In this version, the Saboteur was created in this life. Short version: I have a very dark side and I have suppressed this for decades, feeling guilty about it, and my shadow self turned into the Saboteur. I thought it was Loki telling me this story, but it turned out to be the Saboteur impersonating Loki, again. It probably wanted to make me feel bad about myself, and guilty, and that I was to blame for the creation of the Saboteur.
This is the story I got from Nornoriel‘s past life reading:
(I was very surprised to learn that I hadn’t been human, and that I had been royalty; I’ve always thought that my past lives were mostly just as a human commoner.)
The lifetime in which the Saboteur was created was the life immediately prior to this one.
In this lifetime I was born female. I was not human – I was some sort of elf, possibly Ljossalfar. My name was Alaika, which is Ljossalf for “red jewel”, similar to a ruby. (My hair was red in that lifetime.)
I was some sort of royalty. I was also sent away from my home and my people at a young age to live in another land, with a group of fae. It was the land of the Sidhe, the Fall Court. I was supposed to marry a fae prince, and have a sacred marriage with him that would bless the fae land and also solidify an alliance between that fae realm and my elven people. I was regarded as being very powerful and magickal in my own right.

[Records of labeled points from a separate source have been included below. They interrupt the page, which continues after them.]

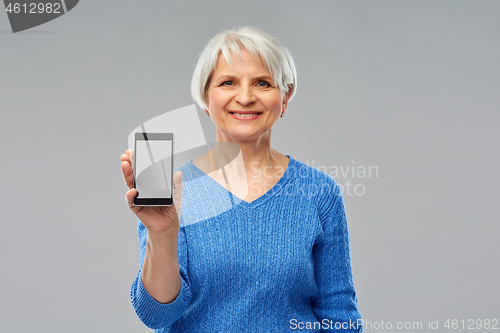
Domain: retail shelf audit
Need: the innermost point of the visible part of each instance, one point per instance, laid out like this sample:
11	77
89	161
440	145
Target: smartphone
153	169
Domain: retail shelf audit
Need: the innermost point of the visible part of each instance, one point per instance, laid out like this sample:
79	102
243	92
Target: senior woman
277	259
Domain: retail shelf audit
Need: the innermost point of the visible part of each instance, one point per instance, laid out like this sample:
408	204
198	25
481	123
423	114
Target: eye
263	84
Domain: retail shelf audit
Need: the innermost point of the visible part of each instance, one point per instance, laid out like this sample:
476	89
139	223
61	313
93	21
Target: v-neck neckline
263	198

I met Loki and the plans for the arranged marriage to the fae man went through; I broke off the arranged marriage and married Loki instead. Loki made me a Queen, a royal consort. “Queen” is the rough translation of a title (“Hagia”) that is used to mean “important woman connected with the magick in the Land”.
There was very potent magick in my union with Loki and we were formally married by a priest of the fae people. It looked, at first like everybody in the fae realm was fine with this and thought it would be a good thing, and that the two of us belonged together. I continued to live in the fae realm after I had married Loki.
Turned out not everyone was happy about it, though, especially the family of the fae prince I was supposed to marry; they took it as a personal insult that I had broken off the arranged marriage, and they harboured resentment towards me and Loki both.
Things started to go badly after I married Loki. There was a drought and a blight on the land, a great famine, and a plague. My marriage to Loki was blamed for this, even though it was actually not because of me and Loki but was because of magicians employed by the family of the fae man I was supposed to marry.
One of the magicians, who was very powerful and a master of disguises and impersonations, decided to use magick to impersonate Loki and tortured and raped me repeatedly. This caused a tremendous amount of psychological pain. One day I found a way to fight back against the magician, killing him, and then killing myself afterwards because of how much pain I was in. In the act of both of us dying together, a piece of my soul wound up fusing with a piece of the magician’s soul and creating the Saboteur, which attached itself to me.
It was only just before I killed the magician that I saw through his disguise.
Loki tried to find me, but the magician had kidnapped me and hid me magickally; it was very strong magick.
So the Saboteur was created by the trauma, and contains the traumatized shard of me from that previous lifetime who was repeatedly raped and tortured, and a shard of the magician’s soul who did that to me, impersonating Loki. This now explains why the Saboteur has tried to impersonate Loki and screw up my relationship with him, and has influenced self-harm behaviours – it is still carrying out the magician’s work, and is also carrying the energy of my past incarnation blaming myself for what happened (even though it was not my fault).
The Saboteur also seems to be feeding off of any distress and psychological pain in this incarnation, so it’s like a parasitic egregore (an astral thoughtform construct) in that sense as well. Even though it originated from me and the magician, it has become a separate entity of it’s own.